Post by Windowshade » Thu Dec 18, 2008 11:25 pm

The phrase "Greenland style kayak" gets used loosely. I use it to refer to a kayak that is similar to those that have been used in Greenland. These were hunting boats, principally for seals. They didn't carry cargo. They didn't need much volume. They could be narrow (low stability) because those who paddled them were highly skilled. They were very maneuverable (lots of rocker), to turn quickly in hunting. They were seaworthy. They were easy to roll because they were narrow and shallow (thus, low volume). Greenland kayaks also were/are hard chined (though some were multi-chined).

Today, any kayak that is hard-chined tends to be called "Greenland style". I have two hard-chined kayaks, a Valley Anas Acuta and an NDK Greenlander Pro.

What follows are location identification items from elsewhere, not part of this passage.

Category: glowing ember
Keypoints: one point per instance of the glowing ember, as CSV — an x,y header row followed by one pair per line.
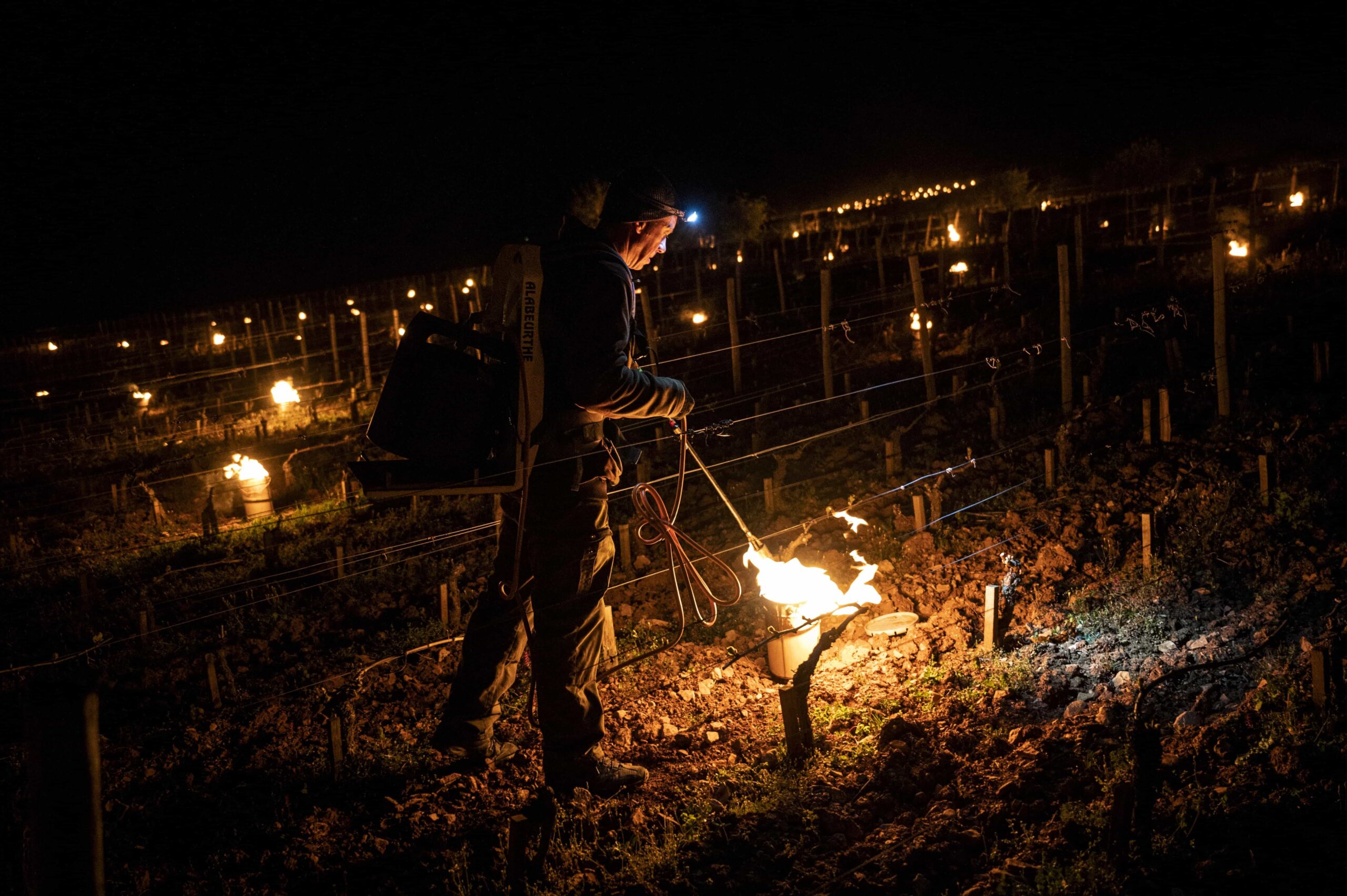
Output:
x,y
855,522
809,589
285,392
248,471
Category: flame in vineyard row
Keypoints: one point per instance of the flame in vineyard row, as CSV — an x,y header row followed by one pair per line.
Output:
x,y
807,589
247,469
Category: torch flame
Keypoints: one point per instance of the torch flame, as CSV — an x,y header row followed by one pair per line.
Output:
x,y
247,469
807,589
855,522
285,392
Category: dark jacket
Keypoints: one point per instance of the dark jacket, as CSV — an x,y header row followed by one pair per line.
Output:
x,y
589,330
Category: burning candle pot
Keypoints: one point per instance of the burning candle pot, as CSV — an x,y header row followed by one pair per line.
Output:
x,y
254,486
802,597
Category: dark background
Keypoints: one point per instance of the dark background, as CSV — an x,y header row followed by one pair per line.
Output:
x,y
166,157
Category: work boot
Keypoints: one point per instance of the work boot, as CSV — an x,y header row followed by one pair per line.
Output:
x,y
463,758
597,774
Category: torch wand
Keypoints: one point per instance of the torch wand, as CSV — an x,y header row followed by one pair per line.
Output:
x,y
744,527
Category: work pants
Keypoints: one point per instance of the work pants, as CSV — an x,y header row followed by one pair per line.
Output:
x,y
569,551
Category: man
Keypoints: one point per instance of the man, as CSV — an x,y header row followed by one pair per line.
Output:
x,y
588,332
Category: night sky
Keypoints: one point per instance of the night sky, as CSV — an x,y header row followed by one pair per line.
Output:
x,y
167,157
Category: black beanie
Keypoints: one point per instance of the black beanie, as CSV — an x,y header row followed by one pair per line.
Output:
x,y
640,195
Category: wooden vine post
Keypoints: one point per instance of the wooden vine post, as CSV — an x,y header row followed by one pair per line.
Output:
x,y
780,282
926,336
990,621
825,313
1064,327
1147,535
1218,323
64,844
1164,416
364,351
332,335
732,309
651,335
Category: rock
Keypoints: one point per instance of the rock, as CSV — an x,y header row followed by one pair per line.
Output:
x,y
1109,714
1284,759
919,545
1075,708
898,728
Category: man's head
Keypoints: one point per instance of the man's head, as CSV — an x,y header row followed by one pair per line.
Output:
x,y
640,212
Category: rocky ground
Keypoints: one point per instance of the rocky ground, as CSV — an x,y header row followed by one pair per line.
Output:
x,y
1058,762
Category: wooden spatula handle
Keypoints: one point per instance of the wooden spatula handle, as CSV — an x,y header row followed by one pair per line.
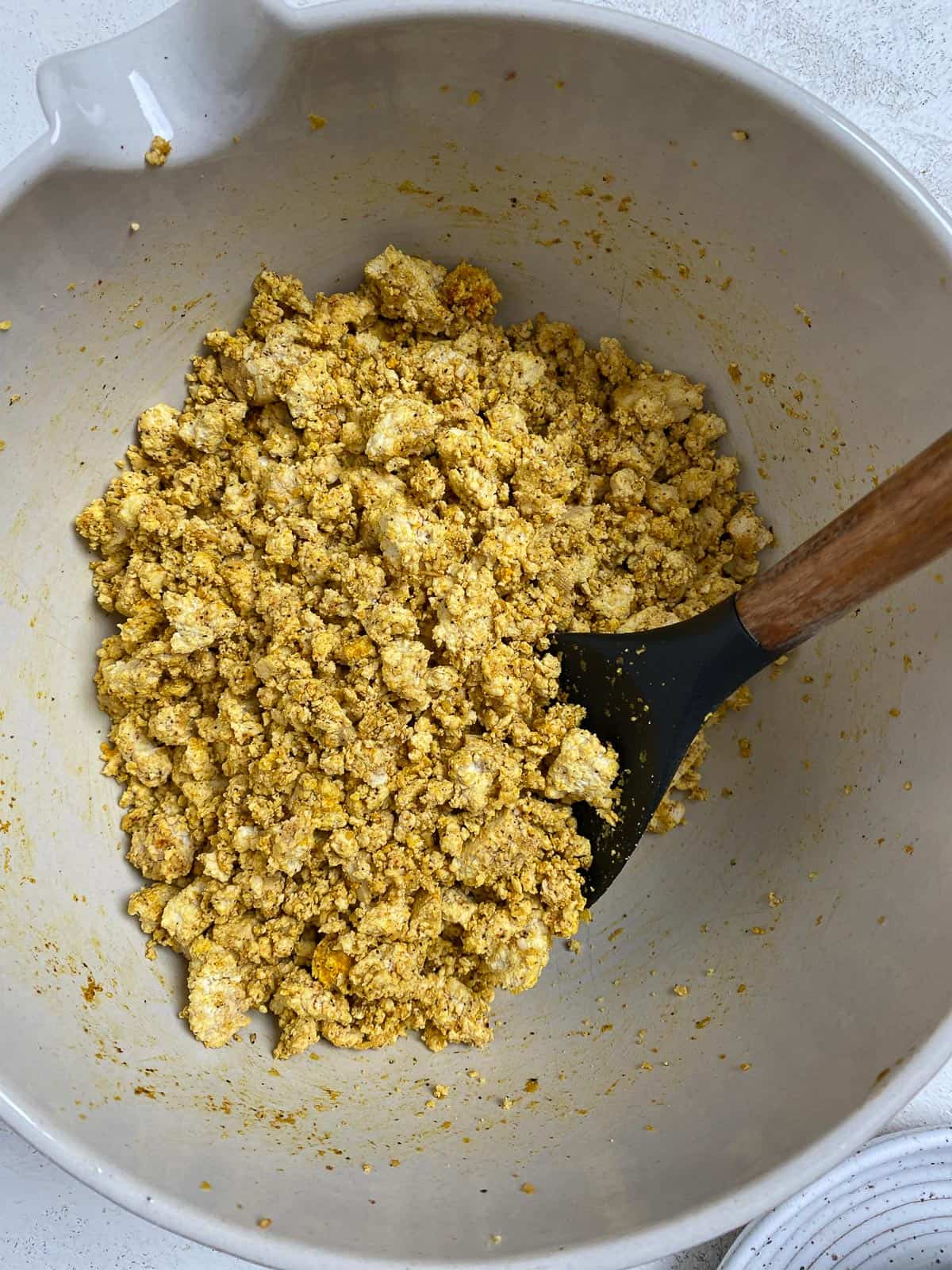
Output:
x,y
894,530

The Anas Acuta is close to being a Greenland style kayak because it is a fiberglass copy of one. The Greenlander Pro is not in any true sense a Greenland style kayak, though it is a good hard-chined kayak. I say this because (among other things) it is too high volume and it has little rocker.

The closest one comes to a Greenland style kayak are the skin on frame replicas. Well, here in Newfoundland total destruction would result from the first surf landing on the piles of rocks that we call beaches. I am envious of those for whom a skin on frame kayak is a realistic option.

As to the view that Greenland style kayaks are good for rolling but not (it seems to be suggested) for other types of paddling, I would most respectfully differ. The Anas Acuta is a very seaworthy kayak. While it is slow and uninspiring in calm conditions, it comes into its own in a way that is astonishing when wind & seas build.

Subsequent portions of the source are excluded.